His biggest axe was his insistence on the lack of existence of a supreme being. Like all atheists, he seemed plenty peevish about this at times. Atheists can be angry people. This is because they can only prove that religion is nonsense, not that God for a logical certainty does not exist. Atheists and agnostics also get irritated with religious people because they can be so smugly irrational and also possibly because the religious sometimes want to kill us instead of engaging in their normal practice of killing each other.
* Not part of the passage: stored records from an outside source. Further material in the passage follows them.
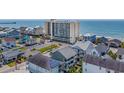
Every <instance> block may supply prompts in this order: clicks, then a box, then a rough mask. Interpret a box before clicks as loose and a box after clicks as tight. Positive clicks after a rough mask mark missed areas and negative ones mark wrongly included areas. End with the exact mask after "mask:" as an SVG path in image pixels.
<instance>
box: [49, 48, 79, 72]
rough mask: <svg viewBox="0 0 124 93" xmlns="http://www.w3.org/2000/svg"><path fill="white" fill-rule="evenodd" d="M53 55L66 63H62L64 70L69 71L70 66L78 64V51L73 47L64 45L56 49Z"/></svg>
mask: <svg viewBox="0 0 124 93" xmlns="http://www.w3.org/2000/svg"><path fill="white" fill-rule="evenodd" d="M51 57H52V58H53V59H55V60H59V61H62V62H63V63H64V64H63V65H62V71H63V72H67V71H68V70H69V67H71V66H73V65H74V64H76V63H77V62H78V61H77V52H76V51H74V49H73V48H72V47H69V46H68V47H64V48H61V49H58V50H56V51H55V52H53V53H51Z"/></svg>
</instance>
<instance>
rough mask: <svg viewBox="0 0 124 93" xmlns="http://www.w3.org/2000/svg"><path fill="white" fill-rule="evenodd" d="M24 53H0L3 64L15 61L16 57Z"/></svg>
mask: <svg viewBox="0 0 124 93" xmlns="http://www.w3.org/2000/svg"><path fill="white" fill-rule="evenodd" d="M23 54H24V52H21V51H20V50H9V51H6V52H4V53H2V56H3V59H4V63H8V62H9V61H12V60H16V59H17V58H18V57H20V56H22V55H23Z"/></svg>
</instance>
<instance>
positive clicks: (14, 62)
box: [7, 61, 16, 67]
mask: <svg viewBox="0 0 124 93" xmlns="http://www.w3.org/2000/svg"><path fill="white" fill-rule="evenodd" d="M7 65H8V66H9V67H13V66H15V65H16V62H15V61H12V62H10V63H8V64H7Z"/></svg>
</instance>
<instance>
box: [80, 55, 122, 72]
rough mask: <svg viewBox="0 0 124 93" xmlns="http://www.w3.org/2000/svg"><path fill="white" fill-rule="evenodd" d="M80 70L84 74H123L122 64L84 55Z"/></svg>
mask: <svg viewBox="0 0 124 93" xmlns="http://www.w3.org/2000/svg"><path fill="white" fill-rule="evenodd" d="M82 68H83V72H84V73H123V72H124V62H120V61H117V60H113V59H102V58H99V57H95V56H91V55H85V56H84V58H83V65H82Z"/></svg>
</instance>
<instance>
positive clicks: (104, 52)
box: [95, 43, 109, 56]
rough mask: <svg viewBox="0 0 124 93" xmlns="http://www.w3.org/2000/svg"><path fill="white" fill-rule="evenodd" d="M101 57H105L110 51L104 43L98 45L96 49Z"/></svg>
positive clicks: (97, 45)
mask: <svg viewBox="0 0 124 93" xmlns="http://www.w3.org/2000/svg"><path fill="white" fill-rule="evenodd" d="M95 48H96V50H97V52H98V55H99V56H104V55H106V53H107V52H108V50H109V46H107V45H105V44H104V43H100V44H98V45H97V46H96V47H95Z"/></svg>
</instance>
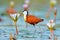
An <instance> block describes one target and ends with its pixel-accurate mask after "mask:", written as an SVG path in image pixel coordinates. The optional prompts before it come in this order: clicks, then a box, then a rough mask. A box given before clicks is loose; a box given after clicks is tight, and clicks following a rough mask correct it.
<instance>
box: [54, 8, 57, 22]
mask: <svg viewBox="0 0 60 40" xmlns="http://www.w3.org/2000/svg"><path fill="white" fill-rule="evenodd" d="M56 16H57V9H56V8H54V22H56Z"/></svg>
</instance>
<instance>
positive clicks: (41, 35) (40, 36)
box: [39, 27, 43, 38]
mask: <svg viewBox="0 0 60 40" xmlns="http://www.w3.org/2000/svg"><path fill="white" fill-rule="evenodd" d="M39 29H40V31H41V32H39V33H41V36H40V37H41V38H42V33H43V30H42V28H40V27H39Z"/></svg>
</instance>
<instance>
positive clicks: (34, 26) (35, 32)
mask: <svg viewBox="0 0 60 40" xmlns="http://www.w3.org/2000/svg"><path fill="white" fill-rule="evenodd" d="M33 26H34V29H35V30H34V34H33V37H34V35H35V33H36V28H35V25H33Z"/></svg>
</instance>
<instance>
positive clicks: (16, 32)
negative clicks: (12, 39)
mask: <svg viewBox="0 0 60 40" xmlns="http://www.w3.org/2000/svg"><path fill="white" fill-rule="evenodd" d="M14 25H15V27H16V34H17V35H18V28H17V24H16V22H15V21H14Z"/></svg>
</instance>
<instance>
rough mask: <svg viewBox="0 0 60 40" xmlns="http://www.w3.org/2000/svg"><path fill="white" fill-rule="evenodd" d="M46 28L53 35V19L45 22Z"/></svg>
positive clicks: (53, 28)
mask: <svg viewBox="0 0 60 40" xmlns="http://www.w3.org/2000/svg"><path fill="white" fill-rule="evenodd" d="M47 26H48V29H49V30H50V36H51V38H52V36H54V29H55V23H54V20H49V23H48V24H47Z"/></svg>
As an amateur agnostic theologian, and a lifelong apatheist, I am not troubled by the possibility that a Supreme Being may have designed this beautiful if somewhat accident-prone plane of existence. I am also at peace with the fact that there will always be some kind of religion, because of the intrinsic human need to attempt to control the uncontrollable future. Consider the first, unrecorded religion, a nameless, extinct faith whose holidays we nonetheless still celebrate at Christmas and New Year's. A primitive tribe notices that the sun's path across the southern sky is getting lower and lower each day. They go to their juju man, who declares that they must bring him animals to sacrifice and beer to drink, so that he may have the strength to summon the sun back north. A week later, the day is perceptibly longer, and the juju man demands more meat and brew to thank the sun for not disappearing entirely.
I am sure there were cave atheists back then. The forebears of Hitchens, they must have grumbled that the only result they were for certain getting from their sacrifices was that the juju man looked fat and hung over. Because the sun disappearing forever would be way too big a problem with which to take a chance, the other cave people told them to shut up. This started the religious practice of ignoring reason and logic, which logically led to the religious practices of excommunications, inquisitions, heresy trials and burnings at the stake in later years.
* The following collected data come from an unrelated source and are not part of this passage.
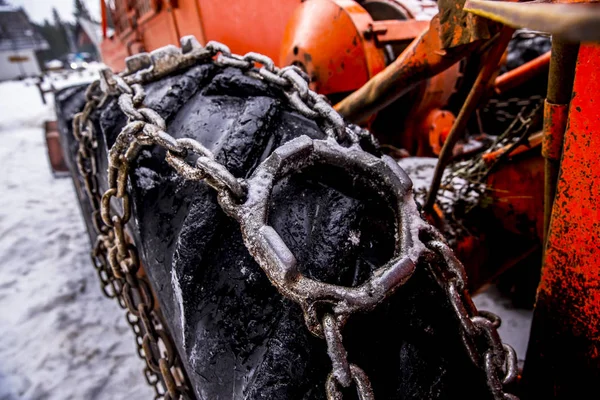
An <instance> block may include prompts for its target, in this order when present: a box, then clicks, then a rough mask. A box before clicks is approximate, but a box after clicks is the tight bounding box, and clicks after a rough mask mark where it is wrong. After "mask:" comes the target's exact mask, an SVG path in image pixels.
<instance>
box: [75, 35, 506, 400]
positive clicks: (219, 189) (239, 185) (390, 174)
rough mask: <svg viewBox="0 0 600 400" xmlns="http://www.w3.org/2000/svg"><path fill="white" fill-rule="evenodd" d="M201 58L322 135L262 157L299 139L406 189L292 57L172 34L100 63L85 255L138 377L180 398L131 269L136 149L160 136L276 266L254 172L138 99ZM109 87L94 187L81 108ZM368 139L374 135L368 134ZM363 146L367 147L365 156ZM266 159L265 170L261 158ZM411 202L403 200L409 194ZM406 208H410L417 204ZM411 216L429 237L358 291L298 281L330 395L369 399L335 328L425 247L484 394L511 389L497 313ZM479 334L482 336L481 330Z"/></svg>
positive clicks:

The juju man, entranced by his power over the cave people, began adding other rules. He would forbid gay marriage, for example, or tell the cave people they couldn't eat lobster on Sundays. The cave people would obey, because they couldn't risk losing the sun. Eventually, the add-ons became more important than the original central point of the religion. Consider modern American evangelicals, worshippers of sweet loving Jesus. The most important things to them, if I read the news right, are banning abortion and insuring that homophobia remains legal, even though Jesus, according to the written record, never had a word to say about abortion or homosexuality.
The add-ons are what infuriates atheists and causes them to sue to get crosses taken off hills and commandments banned from courtrooms. If all religions consisted of religious people saying "There is a God, He wants us to be good and we're going to get together every week to talk about that," we rationalists would leave them alone. Especially if they left us alone.
Meanwhile those of us in the agnostic community remain relaxed and bemused, knowing that if there is a God, He wants us to live in a world where there is no incontrovertible evidence of His existence. This takes a lot of pressure off of us, including the pressure to prove that He does not exist. And if He does exist, and in fact does maintain a Heaven, whether it be filled with harps and angels or brimming with extra virgins or is just an eternally sex-charged nightclub where the drinks are free, everyone is beautiful and nobody is jealous, I am sure all atheists go there.
The God I could get behind would let them in just to see the looks on their faces.